By most measures, it's been a good year for specialty drug developer CV Therapeutics (NASDAQ:CVTX). That year recently got a little better, after CVT announced that it had finally found a European marketing partner for its angina treatment Ranexa.

Ranexa is CVT's top drug, approved for marketing in the U.S. since 2006. In early July, CVT finally also received final marketing approval for Ranexa in the European Union. But it hasn't launched the drug over there yet because of the costs involved, hoping instead to pair up with a larger partner first.

Late last week, CVT finally got its Ranexa partnership deal with the privately held Menarini Group. The deal gives CVT $70 million in up-front cash, as much as $315 million in milestone payments for further commercialization and development, and a "very significant double-digit royalty" rate on all sales of Ranexa by the Menarini Group in Europe and several other locales around the world.

As CVT noted on its conference call, the Menarini Group has one of the largest presences in cardiovascular drug sales in Europe. The 9 million cardiovascular drug sales calls it makes in a year dwarf the 6.5 million made by its nearest competitor, Novartis (NYSE:NVS).

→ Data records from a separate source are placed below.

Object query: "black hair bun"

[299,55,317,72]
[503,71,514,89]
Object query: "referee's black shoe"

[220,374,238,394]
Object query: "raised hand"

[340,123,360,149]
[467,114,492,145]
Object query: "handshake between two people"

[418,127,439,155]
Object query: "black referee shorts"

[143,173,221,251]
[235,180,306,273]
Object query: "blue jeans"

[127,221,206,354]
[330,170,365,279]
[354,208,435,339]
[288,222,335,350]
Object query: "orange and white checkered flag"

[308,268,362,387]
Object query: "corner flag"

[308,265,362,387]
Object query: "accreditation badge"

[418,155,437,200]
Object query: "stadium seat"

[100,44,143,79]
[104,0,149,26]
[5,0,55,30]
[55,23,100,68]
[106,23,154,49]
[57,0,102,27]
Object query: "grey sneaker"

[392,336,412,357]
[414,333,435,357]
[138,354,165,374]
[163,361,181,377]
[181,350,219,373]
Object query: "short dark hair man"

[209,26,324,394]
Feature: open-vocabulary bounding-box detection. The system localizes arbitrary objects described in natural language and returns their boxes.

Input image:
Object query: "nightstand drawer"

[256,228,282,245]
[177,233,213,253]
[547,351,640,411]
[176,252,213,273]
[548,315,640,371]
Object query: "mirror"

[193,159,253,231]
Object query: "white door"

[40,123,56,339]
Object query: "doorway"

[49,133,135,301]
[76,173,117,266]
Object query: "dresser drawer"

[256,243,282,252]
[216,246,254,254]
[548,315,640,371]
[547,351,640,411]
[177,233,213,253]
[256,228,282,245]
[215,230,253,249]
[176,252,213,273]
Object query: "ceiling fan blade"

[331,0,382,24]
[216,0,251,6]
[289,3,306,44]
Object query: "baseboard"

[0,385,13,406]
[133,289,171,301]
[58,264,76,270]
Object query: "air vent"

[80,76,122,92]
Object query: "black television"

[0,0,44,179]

Why does finding a large, well-funded partner like the Menarini Group matter for CVT? Angina is a chronic condition, and as many as 50 million angina prescriptions are written each year in the five largest European countries alone. With several generic drugs on the market making angina a relatively low-margin indication, and a large angina patient population, a drugmaker needs lots of resources just to field a sales force to launch a compound like Ranexa. The Menarini Group already has such a sales force in place, plus experience in selling compounds for several firms, including Pfizer's (NYSE:PFE) Lipitor, GlaxoSmithKline's (NYSE:GSK) asthma medicine Advair, and Merk's (NYSE:MRK) type 2 diabetes drug Januvia.

On the conference call, CVT said that it thought Ranexa could eventually become a "blockbuster" drug in Europe, with sales of at least $1 billion annually. If so, CVT could eventually bring in more than $100 million to $200 million in royalty revenue from the Menarini Group's Ranexa sales. Considering the company had revenue of $117 million over the last four quarters, that's significant.

Ranexa is not expected to launch in Europe until the first quarter of 2009, so we'll have to wait for the actual sales figures to start rolling in. It's never smart to take any drugmaker's potentially pie-in-the-sky sales projections at face value. But if Ranexa can become anything close to a blockbuster drug in Europe, CVT's shares are undervalued at current levels.